Boseman (Marshall) was an excellent choice for a stoic and too-cool-for-school character that can glide right on by. The ageless Boseman is at his best when he’s working off the other actors, especially his female posse. He has a couple of very effective emotional confrontations as he learns of his family’s secrets. As steady and soothing a presence as Boseman can be, this is Jordan’s movie. Michael B. Jordan (Creed) has been Coogler’s cinematic good luck charm and we’re still benefiting from that divine kinship. His character is at the heart of the central thematic question. While T’Challa is ultimately the one who has to decide, it is Killmonger who embodies that need for change and the desire to rectify the past. There’s a flashback with Jordan that got me to tear up, and this guy was the villain! It’s one of the film’s biggest mistakes sidelining Jordan for far too long. After his introduction, Killmonger is strangely absent for the next hour or so of the movie, ceding the spotlight to Serkis (War for the Planet of the Apes), a more antic and goofy scenery-chewing baddie who has a few regrettably “faux hip” lines of dialogue that land awkwardly. Serkis is having a blast but can feel like a holdover from a different film.

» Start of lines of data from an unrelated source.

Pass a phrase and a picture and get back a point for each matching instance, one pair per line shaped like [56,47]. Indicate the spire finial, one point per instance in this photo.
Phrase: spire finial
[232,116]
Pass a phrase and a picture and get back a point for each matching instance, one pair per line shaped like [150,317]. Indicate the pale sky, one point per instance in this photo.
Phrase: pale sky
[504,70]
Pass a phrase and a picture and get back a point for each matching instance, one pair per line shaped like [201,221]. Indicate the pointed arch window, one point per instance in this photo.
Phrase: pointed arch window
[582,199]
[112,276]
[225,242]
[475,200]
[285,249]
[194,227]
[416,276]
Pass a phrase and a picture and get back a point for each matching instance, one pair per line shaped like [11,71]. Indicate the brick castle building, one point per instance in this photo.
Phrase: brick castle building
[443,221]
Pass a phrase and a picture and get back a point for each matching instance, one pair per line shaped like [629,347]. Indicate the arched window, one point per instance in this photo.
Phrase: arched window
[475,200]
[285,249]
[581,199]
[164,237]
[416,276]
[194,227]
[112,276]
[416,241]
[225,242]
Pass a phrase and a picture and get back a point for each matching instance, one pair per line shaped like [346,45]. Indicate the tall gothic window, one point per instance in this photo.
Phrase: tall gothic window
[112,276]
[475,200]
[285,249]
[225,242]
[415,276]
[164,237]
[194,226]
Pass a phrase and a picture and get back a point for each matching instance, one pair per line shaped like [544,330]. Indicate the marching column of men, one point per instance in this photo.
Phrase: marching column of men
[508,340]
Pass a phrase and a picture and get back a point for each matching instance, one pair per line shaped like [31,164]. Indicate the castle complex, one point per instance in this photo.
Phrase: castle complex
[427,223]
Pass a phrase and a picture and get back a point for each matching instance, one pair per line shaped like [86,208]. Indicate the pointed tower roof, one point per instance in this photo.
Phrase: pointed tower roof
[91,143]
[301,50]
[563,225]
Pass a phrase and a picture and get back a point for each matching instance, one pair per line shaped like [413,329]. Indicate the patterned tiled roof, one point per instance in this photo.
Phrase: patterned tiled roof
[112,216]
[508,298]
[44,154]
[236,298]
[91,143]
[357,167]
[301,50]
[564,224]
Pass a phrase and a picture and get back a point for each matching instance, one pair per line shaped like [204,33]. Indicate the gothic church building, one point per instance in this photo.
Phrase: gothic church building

Much like last summer’s Wonder Woman, this is a movie that is going to mean a lot to a lot of people. It has a personal significance that I will not be able to fully tap into, no matter the expansive powers of empathy. Black Panther, as a long-awaited cultural moment, will have many ripples of inspiration. After my early screening, I sat back and watched an African-American boy, no older than seven or eight, walk out of the theater in a daze. His eyes were wide, his mouth agape, and he said in astonishment, “That was the best movie ever.” That kid has a hero he can call his own. That matters. Black Panther, as a work of art, is rich in topical themes and has a wide supporting net of exciting, robust, and capable women. I enjoyed how personal and relevant and political the movie could become, folding new and challenging ideas onto the MCU formula. Coogler is a marvelous director and storyteller showing rare acumen for being able to handle the rigors of a Hollywood blockbuster and deliver something hearty. The action has some issues and there are some structural hiccups that hold it from the MCU’s upper echelon (I enjoyed all of the 2017 MCU movies better). Black Panther is a winning movie when it features its sterling cast celebrating their virtues and solidarity and a still respectable enough action spectacle when called upon for big screen duty.